二人がティータイムを共に過ごす時、それがコーヒーであれ紅茶であれ、マーデンはいつもこうしてリーブラムに自分のカップの世話をさせる。リーブラムもすっかり慣れたものだから、今更そのことをとやかく言うつもりはない。だが、今日はマーデンの方が幾分か早く席についていたはずなのだ。お決まりの流れとはいえ、せっかくアルクが淹れてくれた一杯を冷ましてしまってまで些細な手間を惜しむなんてどうかしている。
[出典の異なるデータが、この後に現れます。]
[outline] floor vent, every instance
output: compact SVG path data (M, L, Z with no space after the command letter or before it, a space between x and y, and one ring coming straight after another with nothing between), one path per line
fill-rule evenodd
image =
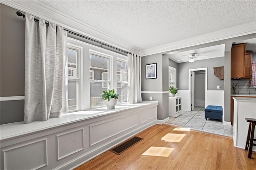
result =
M136 144L137 143L143 139L142 138L135 136L124 143L121 144L120 145L110 150L118 155L120 155L129 148L130 148L132 146Z

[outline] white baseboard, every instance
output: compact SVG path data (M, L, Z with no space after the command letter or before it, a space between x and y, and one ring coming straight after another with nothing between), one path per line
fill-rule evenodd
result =
M204 107L205 100L195 99L195 106Z
M244 149L244 148L243 148L242 147L236 146L235 146L235 147L236 147L236 148L241 148L241 149ZM254 152L256 152L256 150L254 150L254 149L253 149L253 150L252 150L252 151L254 151Z
M224 125L231 126L231 123L230 122L226 122L225 121L223 121L223 122L222 123L222 124Z
M189 111L190 111L189 110L188 110L188 109L181 109L181 110L182 110L182 111L184 111L185 112L189 112Z
M165 119L163 120L157 119L157 120L156 121L157 121L156 123L159 125L163 125L164 123L166 123L166 122L167 122L169 120L170 120L170 119L169 118L169 117L168 117L166 119Z

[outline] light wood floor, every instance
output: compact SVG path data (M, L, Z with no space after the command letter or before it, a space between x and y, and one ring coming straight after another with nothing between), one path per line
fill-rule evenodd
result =
M137 134L144 139L120 155L108 151L76 170L256 170L256 153L248 158L232 139L175 128L154 125Z

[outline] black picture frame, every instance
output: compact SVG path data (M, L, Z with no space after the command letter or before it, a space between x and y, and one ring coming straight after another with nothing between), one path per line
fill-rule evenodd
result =
M146 79L156 79L156 63L146 65Z

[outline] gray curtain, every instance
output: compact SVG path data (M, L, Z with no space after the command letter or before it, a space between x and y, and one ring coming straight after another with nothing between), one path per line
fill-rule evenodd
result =
M127 101L130 103L142 102L141 58L136 54L127 54L128 87Z
M58 117L62 105L63 28L26 15L25 123Z

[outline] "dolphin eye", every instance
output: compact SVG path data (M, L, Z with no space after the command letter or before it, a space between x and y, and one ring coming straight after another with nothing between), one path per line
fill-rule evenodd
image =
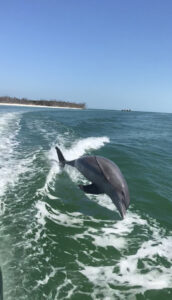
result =
M124 191L121 192L122 196L125 197Z

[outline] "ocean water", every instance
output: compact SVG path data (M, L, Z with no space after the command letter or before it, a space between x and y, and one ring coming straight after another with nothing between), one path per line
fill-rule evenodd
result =
M113 160L131 204L121 220L85 178ZM0 266L5 300L172 299L172 114L0 107Z

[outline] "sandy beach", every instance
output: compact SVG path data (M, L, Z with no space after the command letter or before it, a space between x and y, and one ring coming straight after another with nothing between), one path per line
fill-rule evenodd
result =
M0 103L5 106L25 106L25 107L41 107L41 108L62 108L62 109L81 109L79 107L62 107L62 106L45 106L45 105L31 105L31 104L15 104L15 103Z

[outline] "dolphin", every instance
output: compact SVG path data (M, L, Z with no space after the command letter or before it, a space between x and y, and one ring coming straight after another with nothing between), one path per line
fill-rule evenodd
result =
M3 281L2 281L1 267L0 267L0 300L3 300Z
M66 164L75 167L92 183L79 185L88 194L106 194L117 207L122 219L130 203L127 182L119 167L111 160L102 156L82 156L78 159L65 160L61 150L55 147L62 167Z

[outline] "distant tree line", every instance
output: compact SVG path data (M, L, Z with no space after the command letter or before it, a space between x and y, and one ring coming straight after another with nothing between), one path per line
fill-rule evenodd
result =
M58 101L58 100L29 100L27 98L19 99L16 97L8 97L8 96L0 97L0 103L59 106L59 107L81 108L81 109L86 108L85 103L75 103L75 102Z

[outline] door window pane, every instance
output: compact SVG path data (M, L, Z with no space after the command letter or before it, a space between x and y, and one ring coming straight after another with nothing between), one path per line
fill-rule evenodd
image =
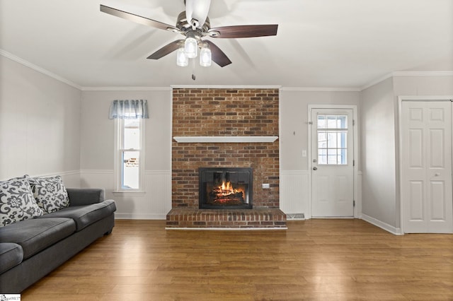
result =
M348 164L348 117L318 115L317 129L318 163Z

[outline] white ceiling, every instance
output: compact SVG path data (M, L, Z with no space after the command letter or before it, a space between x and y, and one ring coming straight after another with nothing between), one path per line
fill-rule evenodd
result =
M211 27L278 24L275 37L213 39L233 64L178 67L147 57L176 33L183 0L0 0L0 49L81 87L360 88L394 71L453 70L453 0L213 0Z

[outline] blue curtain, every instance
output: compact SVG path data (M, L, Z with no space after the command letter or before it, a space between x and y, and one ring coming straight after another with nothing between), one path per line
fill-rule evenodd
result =
M149 118L148 100L113 100L110 105L110 119Z

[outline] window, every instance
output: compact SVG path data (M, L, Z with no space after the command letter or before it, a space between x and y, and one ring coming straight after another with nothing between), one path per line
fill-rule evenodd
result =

二つのカップを見比べてリーブラムが呆れていると、湯気の消えたカップが催促するように揺れた。
「自分で入れればいいだろう」
コーヒーはまだ一口も飲んでいないのに苦い顔になったリーブラムを見て、マーデンは愉快そうに笑った。
「オレの好みはお前の方が覚えてるだろ?」
「覚えたくて覚えたわけじゃないのだが!?」
私は使用人ではないんだぞと文句を続けるが、その最中もリーブラムの手はスプーンをトントンと小さく揺らして砂糖の量を調整してしまっている。
「ミルクは自分で入れろよ」
「はいはい」
そんな自分に気付いてか、リーブラムは一層ぶっきらぼうな声で言い放ち、先ほどマーデンに入れてやったより少し多めの砂糖を自分のカップにもバサバサと入れた。マーデンがミルクを注ぎ終えるのを待ちながらぐるぐると混ぜ溶かす。態度は不機嫌そのものだが決して食器のぶつかる音は立てないあたり、この男は確かに貴族だ。
「やっぱりお子様舌だね」
いつの間にかキッチンから出てきたアルクが、そんなリーブラムの手元を覗き込んで笑った。湯気の立ち昇るカップを片手にマーデンの隣へと腰を下ろすと、「今日は僕も貰おうかな」とシュガーポットに手を伸ばす。マーデンからミルクピッチャーを受け取ったリーブラムはムッとして「この男だって」と、素知らぬ顔で自分のカップを口元へ運んでいるマーデンを手に持ったスプーンで指し示した。
「でもマーデンって、普段は紅茶もコーヒーも砂糖入れないよね?」
「そうですね」
「は? 私の前ではいつも……そ、それに今だって」
スプーンの先端が揺れる。マーデンはクリーム色の水面を見つめていたかと思うと、ふと顔を上げてリーブラムを一瞥し、にっこりと笑って
「お前に合わせてやってんの♡」
「えぇ!?」
がちゃん、と驚きのあまりスプーンをカップに突っ込んだリーブラムを横目に、マーデンはアルクと顔を見合わせ「良いリアクションだね」「ですね」と笑い合う。そんな二人に対しリーブラムはコーヒーのことも忘れ「どうしてそんな」「アルクは知っていたのか」と取り乱すが、その疑問に二人が答えることはなかった。
「早く飲めよ、冷めるぞ」
「君が言うか!?」
「オレはこれぐらいがちょうどいいんだよ」
マーデンは面倒そうにそう言うと、一層張り上がるリーブラムの声を聞き流し、冷めてしまったカップを傾ける。
「……あっま」
カップの底で溶け残った砂糖に、マーデンが顔をしかめた。